Lauren Cameron’s ceramic vessels emerge as baroque reliquaries of psychic residue - morphing traditional forms like urns and vases into writhing, fragile, serpentine masses. Twisting with spikes, tentacles, and tendrils, these forms seem to erupt from within, bearing both the violence of rupture and the tenderness of repair. Her glazes bleed, crack, and glisten - surfaces charged with feeling, discomfort, and latent memory. Within The Other Room, these works channel the raw materiality of the abject and the eerie: domestic artefacts made strange, carrying pain just beneath their ornamental surfaces. In their silent convulsions, they echo Bourgeois’ spider - an emblem of entanglement, protection, and menace. Lauren’s ceramics invite viewers into uneasy intimacy, holding space for what cannot be fully spoken, only felt. They are vessels of resilience - gesturing toward the messy, ongoing labour of healing.

Emma Winkler’s work stages collapse as both comic spectacle and existential condition. In her hand-painted stop-motion animation It’s All Soup In The End, cartoon figures melt into gelatinous, primordial puddles, each frame rendered in thick, viscous paint. Here, the body is a site of relentless transformation. Comic, grotesque, and profoundly unstable. Evoking medieval allegories such as the Danse Macabre and the fool, the animation presents death and anxiety as cyclical processes - where dread and absurdity coalesce in a theatre of continual unravelling and metamorphosis. This entangled undoing spills outward, quite literally, in Rumination, Entropy, and Deathbed, three paintings reconfigured as vinyl banners affixed to the gallery’s exterior. As the first works encountered by visitors, they frame the exhibition as a porous architecture already in the process of coming undone. Within The Other Room, Emma’s work offers an absurd counterpoint to quieter explorations of loss and memory - a vision of subjectivity undone from within.

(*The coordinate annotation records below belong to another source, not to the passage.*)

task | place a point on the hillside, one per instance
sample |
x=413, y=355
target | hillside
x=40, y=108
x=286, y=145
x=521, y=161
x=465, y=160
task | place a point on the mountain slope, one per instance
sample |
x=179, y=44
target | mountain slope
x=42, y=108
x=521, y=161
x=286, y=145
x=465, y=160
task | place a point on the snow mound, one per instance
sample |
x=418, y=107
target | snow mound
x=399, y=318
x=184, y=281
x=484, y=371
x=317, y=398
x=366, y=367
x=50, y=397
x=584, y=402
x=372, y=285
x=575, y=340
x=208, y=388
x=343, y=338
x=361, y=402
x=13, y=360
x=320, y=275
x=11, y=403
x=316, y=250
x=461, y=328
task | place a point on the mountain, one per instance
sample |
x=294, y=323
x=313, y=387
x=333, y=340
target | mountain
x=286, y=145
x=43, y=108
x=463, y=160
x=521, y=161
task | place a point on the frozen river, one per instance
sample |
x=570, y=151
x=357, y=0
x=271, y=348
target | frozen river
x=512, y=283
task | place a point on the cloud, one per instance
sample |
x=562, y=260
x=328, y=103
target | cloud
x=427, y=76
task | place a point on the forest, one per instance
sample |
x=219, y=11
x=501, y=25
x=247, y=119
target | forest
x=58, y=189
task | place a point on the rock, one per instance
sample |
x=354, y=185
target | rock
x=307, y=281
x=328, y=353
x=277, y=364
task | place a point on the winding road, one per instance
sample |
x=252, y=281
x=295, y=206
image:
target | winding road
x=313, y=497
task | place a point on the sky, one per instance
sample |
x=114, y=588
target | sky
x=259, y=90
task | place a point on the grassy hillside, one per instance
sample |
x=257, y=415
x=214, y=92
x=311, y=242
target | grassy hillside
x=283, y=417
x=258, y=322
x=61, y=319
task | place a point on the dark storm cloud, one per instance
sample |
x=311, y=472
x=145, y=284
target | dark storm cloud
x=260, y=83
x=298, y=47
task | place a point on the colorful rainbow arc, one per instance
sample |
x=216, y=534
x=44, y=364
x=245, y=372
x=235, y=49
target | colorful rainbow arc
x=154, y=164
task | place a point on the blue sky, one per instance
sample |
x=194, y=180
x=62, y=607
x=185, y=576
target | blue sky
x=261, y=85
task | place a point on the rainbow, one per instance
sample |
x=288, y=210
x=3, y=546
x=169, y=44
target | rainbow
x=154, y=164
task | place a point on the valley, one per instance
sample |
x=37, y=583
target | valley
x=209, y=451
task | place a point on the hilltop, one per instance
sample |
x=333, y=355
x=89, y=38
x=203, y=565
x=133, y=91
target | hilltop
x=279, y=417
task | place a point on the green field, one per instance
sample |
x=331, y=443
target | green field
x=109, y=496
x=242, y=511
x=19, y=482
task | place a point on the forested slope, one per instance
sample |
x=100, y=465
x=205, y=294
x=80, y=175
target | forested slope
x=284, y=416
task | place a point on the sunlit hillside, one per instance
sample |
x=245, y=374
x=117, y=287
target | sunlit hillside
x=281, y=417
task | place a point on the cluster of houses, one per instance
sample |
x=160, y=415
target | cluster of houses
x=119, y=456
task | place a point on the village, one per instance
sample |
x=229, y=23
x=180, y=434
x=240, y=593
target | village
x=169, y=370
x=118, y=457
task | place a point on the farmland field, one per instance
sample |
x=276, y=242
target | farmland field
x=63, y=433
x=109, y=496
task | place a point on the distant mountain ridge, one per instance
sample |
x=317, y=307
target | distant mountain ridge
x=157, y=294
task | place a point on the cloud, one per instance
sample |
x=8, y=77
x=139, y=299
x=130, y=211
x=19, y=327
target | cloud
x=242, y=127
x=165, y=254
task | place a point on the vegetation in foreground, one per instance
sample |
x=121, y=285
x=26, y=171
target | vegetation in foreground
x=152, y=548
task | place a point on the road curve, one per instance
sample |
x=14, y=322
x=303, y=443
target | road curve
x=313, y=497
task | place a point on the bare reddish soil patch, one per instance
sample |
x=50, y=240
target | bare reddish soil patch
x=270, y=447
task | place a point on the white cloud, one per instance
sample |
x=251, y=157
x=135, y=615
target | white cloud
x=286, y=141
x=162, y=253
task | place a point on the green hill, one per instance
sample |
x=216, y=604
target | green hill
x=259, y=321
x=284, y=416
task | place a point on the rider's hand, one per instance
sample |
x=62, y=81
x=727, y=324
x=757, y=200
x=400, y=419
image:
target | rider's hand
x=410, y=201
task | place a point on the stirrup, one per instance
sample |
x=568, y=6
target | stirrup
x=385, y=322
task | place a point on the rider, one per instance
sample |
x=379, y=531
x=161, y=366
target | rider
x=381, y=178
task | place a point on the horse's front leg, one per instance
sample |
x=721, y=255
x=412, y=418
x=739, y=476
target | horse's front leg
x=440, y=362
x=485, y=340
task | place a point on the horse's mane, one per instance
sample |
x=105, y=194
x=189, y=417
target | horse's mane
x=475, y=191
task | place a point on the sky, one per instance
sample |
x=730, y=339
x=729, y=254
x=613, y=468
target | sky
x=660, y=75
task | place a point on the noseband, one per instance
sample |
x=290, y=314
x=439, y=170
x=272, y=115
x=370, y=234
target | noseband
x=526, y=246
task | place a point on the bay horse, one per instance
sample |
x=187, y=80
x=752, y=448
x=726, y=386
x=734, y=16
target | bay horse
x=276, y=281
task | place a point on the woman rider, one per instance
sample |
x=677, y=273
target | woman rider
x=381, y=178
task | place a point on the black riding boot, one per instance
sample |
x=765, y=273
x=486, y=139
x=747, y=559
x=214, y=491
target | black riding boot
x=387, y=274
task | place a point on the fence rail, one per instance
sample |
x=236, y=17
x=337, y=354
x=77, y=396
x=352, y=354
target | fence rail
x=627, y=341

Together, the artists in The Other Room explore what happens when the self is not sovereign, when boundaries blur, and when we are shaped by forces - material, affective, spectral - that slip beyond our control. This is a show about the immaterial textures of interior life: the feelings we inherit, the structures we inhabit, and the haunted architectures we build to contain them.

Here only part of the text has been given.